Loop Hardening (v0.70.0)

Six surfaces that protect the training loop from the failure modes that cost a real GPU-hour. Schema-only today — every live callback / math kernel raises NotImplementedError with explicit v0.70.1 marker after validating inputs, except the math kernels that don't need a Trainer hook (cluster-separation, RM-ensemble divergence, echo-trap n-gram repetition — all LIVE).

`--reward-hack-detector` — InfoRM + RM-ensemble divergence

bash
soup train --task grpo --base-model meta-llama/Llama-3.1-8B \
  --reward-model registry://rm-v1 \
  --reward-hack-detector info_rm \
  --reward-hack-halt

Two detectors:

  • info_rm — InfoRM Cluster-Separation Index (Wang et al. 2024, [arXiv 2402.09345](https://arxiv.org/abs/2402.09345)). Drops when the policy collapses onto a degenerate reward-maximising subspace.
  • rm_ensemble — mean pairwise variance across an RM ensemble (cap 32). When ensemble members disagree, the policy is exploiting one of them.

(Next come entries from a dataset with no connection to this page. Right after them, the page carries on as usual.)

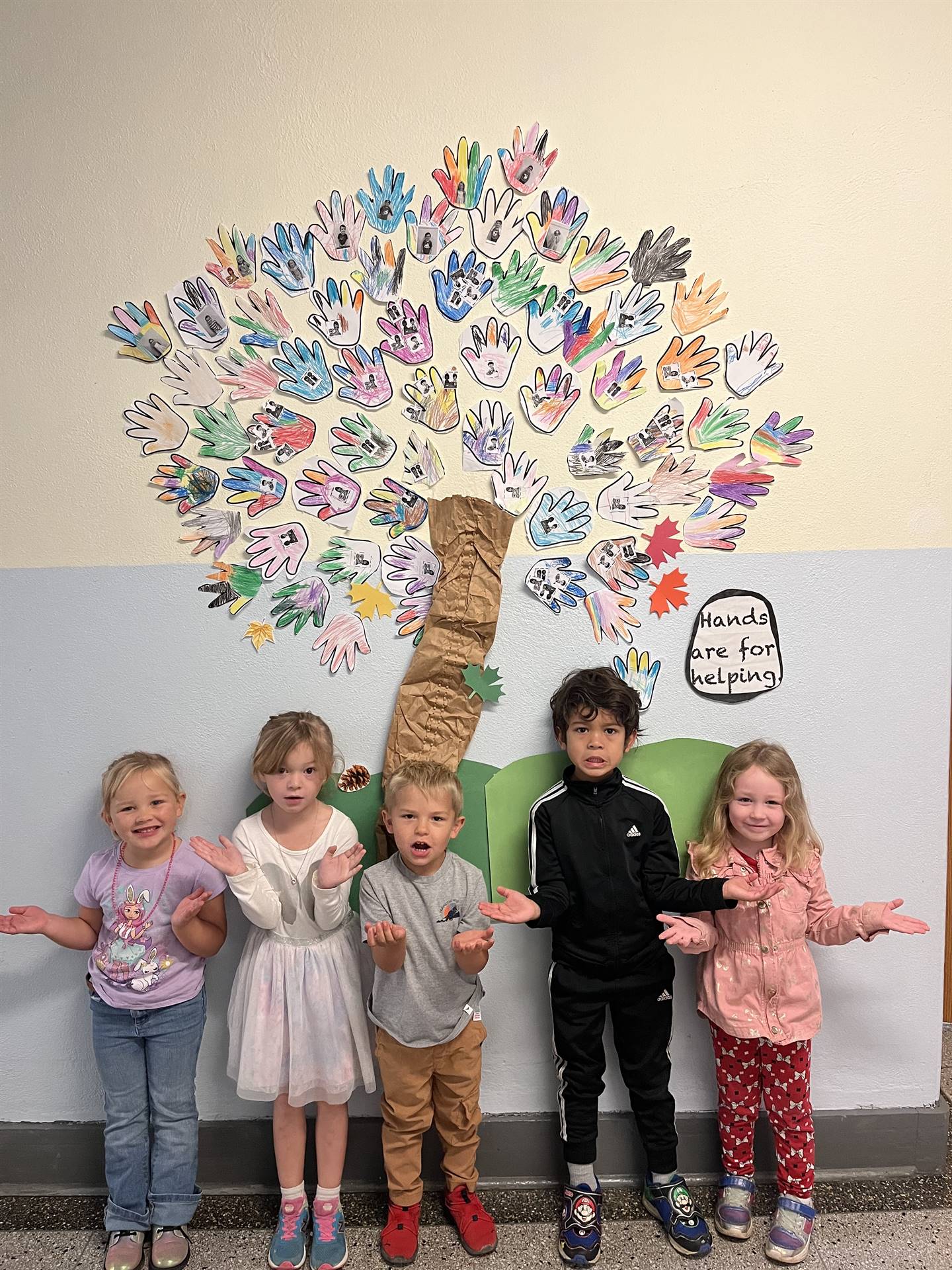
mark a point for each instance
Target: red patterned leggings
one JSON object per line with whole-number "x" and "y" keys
{"x": 748, "y": 1067}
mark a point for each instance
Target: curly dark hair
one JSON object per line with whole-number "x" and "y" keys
{"x": 586, "y": 693}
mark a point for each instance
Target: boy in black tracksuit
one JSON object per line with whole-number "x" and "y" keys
{"x": 603, "y": 865}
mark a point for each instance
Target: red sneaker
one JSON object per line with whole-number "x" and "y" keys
{"x": 477, "y": 1231}
{"x": 399, "y": 1240}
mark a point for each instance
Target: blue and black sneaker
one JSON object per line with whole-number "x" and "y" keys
{"x": 580, "y": 1226}
{"x": 673, "y": 1205}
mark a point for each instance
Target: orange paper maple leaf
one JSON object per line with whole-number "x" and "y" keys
{"x": 663, "y": 542}
{"x": 669, "y": 592}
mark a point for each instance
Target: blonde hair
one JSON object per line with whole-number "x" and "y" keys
{"x": 796, "y": 840}
{"x": 131, "y": 765}
{"x": 284, "y": 733}
{"x": 428, "y": 779}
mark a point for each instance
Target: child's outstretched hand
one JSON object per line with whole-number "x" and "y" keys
{"x": 514, "y": 908}
{"x": 226, "y": 859}
{"x": 23, "y": 920}
{"x": 891, "y": 921}
{"x": 334, "y": 869}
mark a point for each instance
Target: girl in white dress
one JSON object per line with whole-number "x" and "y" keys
{"x": 298, "y": 1024}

Math kernels compute_cluster_separation, compute_rm_ensemble_divergence, classify_hack_signal are LIVE with OK / WARN / HACK bands at 0.10 / 0.30 relative drop. --reward-hack-halt auto-stops on HACK (exit 2). Cross-validator: task in {grpo, ppo} only, halt=True requires detector, rejects mlx. Composes with v0.34 soup why for anomaly explanation. Live HF Trainer callback ships in v0.70.1.

`--uld-strategy` — cross-tokenizer Universal Logit Distillation

yaml
# soup.yaml
task: distill
training:
  uld_strategy: wasserstein   # or: topk_align
  uld_top_k: 32               # required for topk_align

Boizard et al. 2024 ([arXiv 2402.12030](https://arxiv.org/abs/2402.12030)). Llama → Mistral, Llama → Qwen — no shared vocabulary required.

  • wasserstein — 1-D Wasserstein distance over sorted teacher / student logits, no alignment (cheap, robust default)
  • topk_align — top-K teacher logits matched via BPE-overlap heuristic alignment (use when you have a good vocab-overlap heuristic and want sharper signal)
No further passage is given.